Der Drogen- und Suchtbericht 2011 besteht im Grunde genommen nur aus selektiven Daten aus dem Bundeskriminalamt und der Bundeszentrale für gesundheitliche Aufklärung, etwas externem Input sowie dem Status meist von ihrer Vorgängerin Sabine Bätzing angestoßenen Projekten. Wäre der Drogen- und Suchtbericht 2010 nicht ausgefallen, wie kärglich wäre der aktuelle.
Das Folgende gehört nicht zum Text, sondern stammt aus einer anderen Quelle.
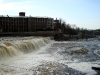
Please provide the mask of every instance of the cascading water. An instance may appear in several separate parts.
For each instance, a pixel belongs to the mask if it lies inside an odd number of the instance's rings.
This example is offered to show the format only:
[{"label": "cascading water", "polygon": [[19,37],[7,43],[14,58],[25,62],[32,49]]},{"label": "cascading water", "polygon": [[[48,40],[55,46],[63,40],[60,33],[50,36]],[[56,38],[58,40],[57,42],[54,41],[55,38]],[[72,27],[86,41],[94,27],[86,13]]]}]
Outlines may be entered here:
[{"label": "cascading water", "polygon": [[24,38],[21,40],[1,40],[0,42],[0,58],[15,56],[19,53],[29,53],[43,46],[46,46],[50,42],[49,38]]}]

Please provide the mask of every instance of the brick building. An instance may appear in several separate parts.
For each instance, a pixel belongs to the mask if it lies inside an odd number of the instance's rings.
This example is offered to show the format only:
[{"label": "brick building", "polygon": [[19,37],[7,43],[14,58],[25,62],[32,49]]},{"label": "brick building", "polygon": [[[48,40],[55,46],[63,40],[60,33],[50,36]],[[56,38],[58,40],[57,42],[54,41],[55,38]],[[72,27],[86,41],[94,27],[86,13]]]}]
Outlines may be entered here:
[{"label": "brick building", "polygon": [[0,16],[0,32],[33,32],[53,29],[53,18],[26,17],[25,12],[19,16]]}]

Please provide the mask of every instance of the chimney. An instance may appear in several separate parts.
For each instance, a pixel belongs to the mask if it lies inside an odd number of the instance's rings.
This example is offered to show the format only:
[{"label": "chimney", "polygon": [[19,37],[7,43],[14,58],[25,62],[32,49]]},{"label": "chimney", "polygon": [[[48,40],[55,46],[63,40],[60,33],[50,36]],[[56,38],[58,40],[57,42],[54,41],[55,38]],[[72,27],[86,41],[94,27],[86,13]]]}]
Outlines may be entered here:
[{"label": "chimney", "polygon": [[19,12],[19,16],[25,16],[25,12]]}]

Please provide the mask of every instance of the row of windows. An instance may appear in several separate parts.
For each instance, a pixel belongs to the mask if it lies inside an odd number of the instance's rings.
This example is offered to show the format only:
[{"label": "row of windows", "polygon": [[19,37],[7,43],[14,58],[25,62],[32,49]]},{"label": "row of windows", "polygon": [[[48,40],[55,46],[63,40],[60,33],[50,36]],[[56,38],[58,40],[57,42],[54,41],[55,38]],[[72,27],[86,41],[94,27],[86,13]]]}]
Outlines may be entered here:
[{"label": "row of windows", "polygon": [[0,20],[27,20],[27,18],[8,18],[8,17],[2,17]]}]

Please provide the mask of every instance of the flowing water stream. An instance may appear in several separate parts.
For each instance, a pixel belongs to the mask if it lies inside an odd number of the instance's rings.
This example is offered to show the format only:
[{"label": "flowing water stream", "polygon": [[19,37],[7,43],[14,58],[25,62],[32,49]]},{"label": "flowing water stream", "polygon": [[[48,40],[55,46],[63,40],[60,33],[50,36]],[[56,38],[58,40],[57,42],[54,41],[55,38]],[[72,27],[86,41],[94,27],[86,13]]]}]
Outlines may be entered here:
[{"label": "flowing water stream", "polygon": [[100,43],[49,37],[0,38],[0,75],[96,75]]}]

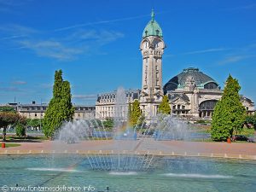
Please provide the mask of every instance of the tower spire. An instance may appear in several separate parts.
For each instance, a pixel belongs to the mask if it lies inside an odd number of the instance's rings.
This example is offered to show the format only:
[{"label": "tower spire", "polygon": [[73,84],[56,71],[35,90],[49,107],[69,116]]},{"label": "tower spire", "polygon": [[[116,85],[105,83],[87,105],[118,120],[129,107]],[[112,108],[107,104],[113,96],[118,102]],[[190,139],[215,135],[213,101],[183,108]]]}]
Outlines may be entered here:
[{"label": "tower spire", "polygon": [[154,9],[152,8],[152,10],[151,10],[151,21],[154,21]]}]

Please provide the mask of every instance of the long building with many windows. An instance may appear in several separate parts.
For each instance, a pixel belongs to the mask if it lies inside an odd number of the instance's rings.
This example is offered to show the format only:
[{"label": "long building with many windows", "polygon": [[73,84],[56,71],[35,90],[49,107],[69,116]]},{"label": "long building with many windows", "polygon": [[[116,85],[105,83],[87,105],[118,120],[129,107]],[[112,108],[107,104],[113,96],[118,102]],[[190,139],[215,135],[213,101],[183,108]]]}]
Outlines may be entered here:
[{"label": "long building with many windows", "polygon": [[[43,119],[48,107],[48,104],[35,102],[31,104],[9,103],[7,105],[13,107],[19,114],[27,119]],[[73,105],[73,107],[75,108],[74,119],[95,118],[95,106]]]}]

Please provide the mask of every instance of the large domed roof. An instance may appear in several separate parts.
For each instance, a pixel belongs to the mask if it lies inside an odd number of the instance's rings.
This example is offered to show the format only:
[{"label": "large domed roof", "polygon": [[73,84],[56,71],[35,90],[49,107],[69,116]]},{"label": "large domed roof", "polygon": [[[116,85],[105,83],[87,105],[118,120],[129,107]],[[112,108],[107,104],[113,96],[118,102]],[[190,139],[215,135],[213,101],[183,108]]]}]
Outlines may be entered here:
[{"label": "large domed roof", "polygon": [[183,69],[181,73],[172,78],[164,85],[164,92],[166,93],[169,90],[184,88],[186,81],[192,78],[195,84],[199,89],[218,89],[218,83],[212,78],[200,72],[198,68],[189,67]]},{"label": "large domed roof", "polygon": [[143,31],[143,38],[146,38],[148,36],[156,36],[160,38],[163,37],[162,29],[154,20],[154,10],[152,10],[151,13],[151,20],[149,20],[149,22],[148,23],[148,25],[146,26]]}]

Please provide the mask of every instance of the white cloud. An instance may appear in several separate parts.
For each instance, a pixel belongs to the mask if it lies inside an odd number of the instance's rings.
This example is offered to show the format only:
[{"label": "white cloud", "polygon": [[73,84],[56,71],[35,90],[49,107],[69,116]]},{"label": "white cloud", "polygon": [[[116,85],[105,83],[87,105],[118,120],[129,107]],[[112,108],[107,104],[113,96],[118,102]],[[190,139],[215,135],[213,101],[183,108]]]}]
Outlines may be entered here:
[{"label": "white cloud", "polygon": [[57,41],[24,40],[19,43],[22,47],[33,50],[39,56],[50,57],[59,61],[73,60],[76,55],[83,51],[79,49],[66,47]]},{"label": "white cloud", "polygon": [[124,37],[123,33],[115,31],[81,29],[65,32],[60,37],[52,32],[40,32],[14,24],[0,26],[0,32],[4,34],[0,40],[7,46],[4,46],[4,49],[30,49],[39,56],[61,61],[73,61],[80,55],[99,54],[103,45]]}]

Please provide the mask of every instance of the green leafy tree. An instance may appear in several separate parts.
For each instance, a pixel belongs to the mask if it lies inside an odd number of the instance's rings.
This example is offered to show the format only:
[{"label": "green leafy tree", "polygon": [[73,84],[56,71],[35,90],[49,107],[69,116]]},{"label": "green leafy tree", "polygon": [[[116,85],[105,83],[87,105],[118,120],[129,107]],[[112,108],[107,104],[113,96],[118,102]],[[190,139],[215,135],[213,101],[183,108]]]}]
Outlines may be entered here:
[{"label": "green leafy tree", "polygon": [[171,114],[168,96],[163,96],[163,100],[158,108],[158,113],[163,114]]},{"label": "green leafy tree", "polygon": [[24,125],[18,123],[15,126],[16,136],[25,137],[26,136],[26,128]]},{"label": "green leafy tree", "polygon": [[246,109],[240,102],[241,87],[237,79],[229,76],[224,94],[215,108],[212,115],[211,134],[216,141],[225,141],[235,131],[242,129]]},{"label": "green leafy tree", "polygon": [[26,119],[26,126],[32,126],[33,128],[40,127],[43,119]]},{"label": "green leafy tree", "polygon": [[74,108],[71,97],[69,82],[63,81],[61,70],[55,71],[53,97],[43,120],[43,131],[47,137],[52,137],[64,121],[73,120]]},{"label": "green leafy tree", "polygon": [[130,124],[131,126],[140,125],[143,121],[143,112],[140,108],[140,103],[137,100],[135,100],[131,105]]}]

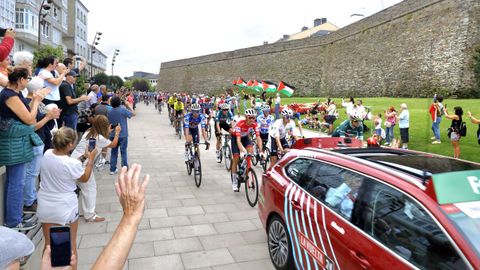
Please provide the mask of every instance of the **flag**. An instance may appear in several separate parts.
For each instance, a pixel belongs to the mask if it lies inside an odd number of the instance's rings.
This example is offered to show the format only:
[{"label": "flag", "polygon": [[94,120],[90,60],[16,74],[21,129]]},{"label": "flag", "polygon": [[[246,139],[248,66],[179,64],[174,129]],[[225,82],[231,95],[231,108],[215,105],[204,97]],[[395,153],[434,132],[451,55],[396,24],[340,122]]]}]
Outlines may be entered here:
[{"label": "flag", "polygon": [[277,91],[277,85],[269,81],[262,81],[262,87],[267,93],[274,93]]},{"label": "flag", "polygon": [[287,83],[280,81],[278,84],[278,89],[277,91],[280,94],[284,94],[287,97],[291,97],[293,95],[293,92],[295,91],[295,87],[288,85]]},{"label": "flag", "polygon": [[259,83],[257,80],[254,80],[253,81],[253,90],[255,90],[255,92],[257,92],[257,93],[262,92],[263,91],[262,82],[260,81],[260,83]]}]

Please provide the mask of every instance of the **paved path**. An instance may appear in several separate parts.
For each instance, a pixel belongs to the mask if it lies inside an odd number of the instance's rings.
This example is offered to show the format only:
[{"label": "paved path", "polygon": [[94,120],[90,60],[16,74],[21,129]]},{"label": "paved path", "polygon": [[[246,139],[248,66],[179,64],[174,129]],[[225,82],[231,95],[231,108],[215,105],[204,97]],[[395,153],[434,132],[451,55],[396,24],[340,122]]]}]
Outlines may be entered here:
[{"label": "paved path", "polygon": [[[197,188],[186,172],[184,141],[174,136],[165,113],[140,104],[129,133],[129,163],[140,163],[151,181],[125,269],[273,269],[257,208],[248,205],[244,190],[232,192],[230,174],[215,162],[214,150],[202,152]],[[107,222],[81,221],[79,269],[90,269],[122,216],[115,178],[108,169],[95,176],[97,212]]]}]

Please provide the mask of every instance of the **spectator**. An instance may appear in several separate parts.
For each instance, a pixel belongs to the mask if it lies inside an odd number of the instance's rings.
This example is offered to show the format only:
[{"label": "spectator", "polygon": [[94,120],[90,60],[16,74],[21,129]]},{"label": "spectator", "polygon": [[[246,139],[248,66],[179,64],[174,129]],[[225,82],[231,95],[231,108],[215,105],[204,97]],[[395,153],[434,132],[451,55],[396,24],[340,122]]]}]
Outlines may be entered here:
[{"label": "spectator", "polygon": [[455,114],[450,115],[448,114],[447,108],[443,107],[443,114],[445,115],[445,118],[452,120],[452,124],[450,125],[450,128],[448,128],[448,138],[452,142],[453,146],[453,158],[459,158],[460,157],[460,126],[462,124],[462,115],[463,115],[463,110],[462,107],[455,107],[453,108],[455,111]]},{"label": "spectator", "polygon": [[[5,66],[5,61],[10,61],[8,57],[13,48],[15,39],[15,32],[12,29],[7,29],[5,36],[3,37],[2,43],[0,43],[0,92],[8,84],[8,71],[7,66]],[[8,59],[7,59],[8,58]]]},{"label": "spectator", "polygon": [[[26,100],[31,103],[35,97],[36,91],[39,91],[43,87],[43,80],[34,77],[28,83],[28,94]],[[49,143],[45,140],[45,134],[50,133],[49,124],[52,124],[52,119],[58,119],[60,117],[60,110],[58,108],[52,108],[47,110],[43,103],[38,106],[37,123],[44,123],[44,125],[37,125],[38,128],[35,131],[40,139],[43,141],[42,145],[33,146],[33,159],[27,162],[25,166],[25,186],[23,188],[23,212],[34,213],[37,211],[37,178],[40,174],[40,163],[43,157],[45,146]]]},{"label": "spectator", "polygon": [[432,131],[433,137],[430,138],[433,140],[432,144],[440,144],[442,143],[440,140],[440,123],[442,122],[442,115],[443,115],[443,97],[435,95],[433,98],[433,103],[430,106],[430,114],[432,116]]},{"label": "spectator", "polygon": [[91,107],[92,104],[97,104],[98,103],[98,92],[100,91],[100,88],[98,87],[98,85],[94,84],[92,85],[92,87],[90,88],[90,93],[88,93],[88,101],[86,102],[87,103],[87,107]]},{"label": "spectator", "polygon": [[25,234],[0,226],[0,269],[20,269],[20,259],[34,250]]},{"label": "spectator", "polygon": [[[114,139],[113,141],[108,140],[108,135],[112,131],[109,129],[110,124],[108,119],[104,115],[95,116],[92,127],[85,132],[82,139],[73,150],[71,157],[80,158],[88,148],[89,140],[95,139],[98,154],[100,154],[103,148],[112,148],[116,147],[118,143],[118,136],[120,135],[120,126],[117,126],[114,130]],[[84,167],[88,164],[88,160],[83,162]],[[78,186],[80,187],[80,213],[83,213],[83,217],[86,221],[89,222],[102,222],[105,220],[104,217],[97,215],[95,212],[95,206],[97,202],[97,184],[95,181],[95,175],[90,174],[90,178],[86,183],[79,182]]]},{"label": "spectator", "polygon": [[400,115],[398,116],[398,127],[400,128],[400,140],[403,149],[408,149],[408,129],[410,127],[410,112],[407,109],[407,104],[400,105]]},{"label": "spectator", "polygon": [[66,126],[71,129],[77,129],[78,123],[78,103],[87,101],[88,96],[82,95],[77,98],[76,82],[79,75],[75,71],[70,71],[65,77],[65,81],[60,85],[60,101],[58,107],[62,110],[60,126]]},{"label": "spectator", "polygon": [[112,109],[112,106],[108,103],[110,97],[108,95],[102,95],[102,102],[95,106],[95,115],[108,116],[108,111]]},{"label": "spectator", "polygon": [[16,230],[36,225],[22,220],[25,166],[33,159],[33,147],[43,144],[34,129],[46,123],[37,123],[36,116],[39,104],[50,91],[38,91],[29,104],[20,92],[28,81],[28,69],[14,68],[8,74],[7,87],[0,93],[0,165],[6,165],[5,224]]},{"label": "spectator", "polygon": [[279,118],[279,113],[280,113],[280,104],[282,103],[282,99],[280,98],[280,94],[277,93],[277,97],[275,98],[275,119]]},{"label": "spectator", "polygon": [[397,124],[397,111],[393,106],[390,106],[387,111],[385,111],[385,137],[386,137],[386,146],[390,146],[392,140],[395,138],[393,130]]},{"label": "spectator", "polygon": [[86,167],[80,160],[72,158],[77,133],[68,127],[58,129],[53,135],[53,147],[43,156],[38,191],[37,217],[42,223],[45,248],[50,243],[50,227],[70,226],[72,254],[77,256],[78,200],[76,183],[87,182],[92,174],[96,149],[85,152],[88,158]]},{"label": "spectator", "polygon": [[65,69],[58,77],[54,77],[52,71],[56,69],[57,64],[58,59],[53,55],[40,59],[37,63],[38,68],[40,68],[38,77],[45,81],[45,87],[52,89],[52,92],[50,92],[50,94],[48,94],[43,100],[45,105],[57,103],[60,100],[59,86],[63,82],[67,70]]},{"label": "spectator", "polygon": [[[128,146],[128,118],[135,116],[135,112],[127,103],[126,106],[120,106],[121,100],[119,97],[114,96],[110,100],[112,109],[108,112],[108,120],[112,125],[120,125],[121,131],[116,147],[112,148],[111,157],[110,157],[110,175],[117,173],[117,159],[118,159],[118,148],[120,148],[120,153],[122,156],[122,167],[128,167],[127,160],[127,146]],[[110,140],[113,141],[114,134],[110,133]]]}]

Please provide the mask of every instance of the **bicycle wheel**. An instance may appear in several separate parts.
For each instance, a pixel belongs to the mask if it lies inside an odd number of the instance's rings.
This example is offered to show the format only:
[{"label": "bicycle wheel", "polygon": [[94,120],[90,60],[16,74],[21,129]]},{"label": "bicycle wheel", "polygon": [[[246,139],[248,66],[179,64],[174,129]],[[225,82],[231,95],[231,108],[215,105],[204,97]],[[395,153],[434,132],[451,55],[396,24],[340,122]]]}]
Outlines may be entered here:
[{"label": "bicycle wheel", "polygon": [[225,169],[227,169],[227,171],[230,171],[230,169],[232,168],[232,150],[230,150],[229,146],[224,146],[223,151],[225,152]]},{"label": "bicycle wheel", "polygon": [[193,178],[195,179],[195,185],[200,187],[202,183],[202,163],[200,162],[200,158],[198,155],[195,155],[193,159]]},{"label": "bicycle wheel", "polygon": [[265,159],[262,160],[263,172],[267,172],[268,163],[270,163],[270,150],[268,148],[265,148]]},{"label": "bicycle wheel", "polygon": [[258,180],[257,174],[252,168],[247,169],[245,195],[247,196],[248,204],[250,204],[251,207],[255,207],[258,202]]}]

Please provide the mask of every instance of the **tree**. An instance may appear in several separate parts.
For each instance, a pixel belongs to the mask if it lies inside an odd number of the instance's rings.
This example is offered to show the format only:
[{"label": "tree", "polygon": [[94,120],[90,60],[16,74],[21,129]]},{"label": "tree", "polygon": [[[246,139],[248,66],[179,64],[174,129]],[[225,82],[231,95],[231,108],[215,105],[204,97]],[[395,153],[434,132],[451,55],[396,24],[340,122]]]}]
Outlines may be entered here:
[{"label": "tree", "polygon": [[134,79],[132,86],[135,87],[136,90],[143,92],[148,92],[152,88],[150,82],[145,79]]},{"label": "tree", "polygon": [[63,61],[63,47],[58,46],[54,48],[50,45],[43,45],[40,49],[37,49],[33,52],[33,66],[37,66],[38,60],[48,57],[50,55],[56,56],[60,61]]},{"label": "tree", "polygon": [[114,89],[119,89],[123,86],[123,80],[119,76],[110,76],[110,85]]},{"label": "tree", "polygon": [[93,76],[93,81],[98,85],[108,85],[110,84],[110,77],[107,74],[100,72]]}]

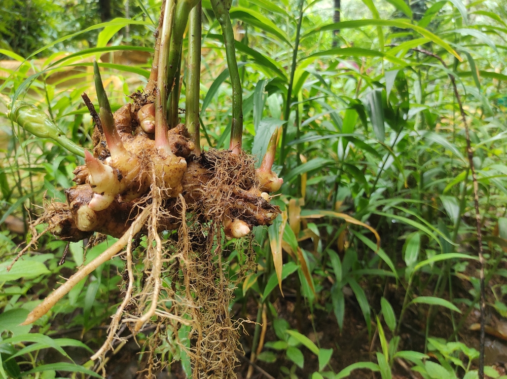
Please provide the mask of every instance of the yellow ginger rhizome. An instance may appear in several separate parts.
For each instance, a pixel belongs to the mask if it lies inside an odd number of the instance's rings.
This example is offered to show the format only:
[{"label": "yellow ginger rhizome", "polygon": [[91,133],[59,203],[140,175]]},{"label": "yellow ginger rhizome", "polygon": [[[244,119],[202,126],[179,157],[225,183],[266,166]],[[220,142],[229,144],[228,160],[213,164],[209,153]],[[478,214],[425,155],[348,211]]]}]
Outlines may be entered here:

Die Zahlen im Bericht sind selektiv, weil Repression scheinbar nur zu Beschlagnahmungen von Drogen führt. Das undifferenzierte Verbot von Drogen führt aber ebenso zu einem Schwarzmarkt mit vielfältigen unerwünschten Nebenwirkungen und zu einer massiven Verfolgung von Menschen. Selbst Vertreter des Verbotes sollten diese Wirkungen, ihre Folgen sowie die enormen Kosten hierfür im Blick haben. Repression ist Realität für Drogenkonsumenten, die oft beschworene Fokussierung auf Drogendealer findet nicht statt. Eine liberale Drogenpolitik mit einer Entkriminalisierung von Drogenkonsumenten wie sie im FDP-Wahlprogramm angekündigt wurde, findet nicht statt.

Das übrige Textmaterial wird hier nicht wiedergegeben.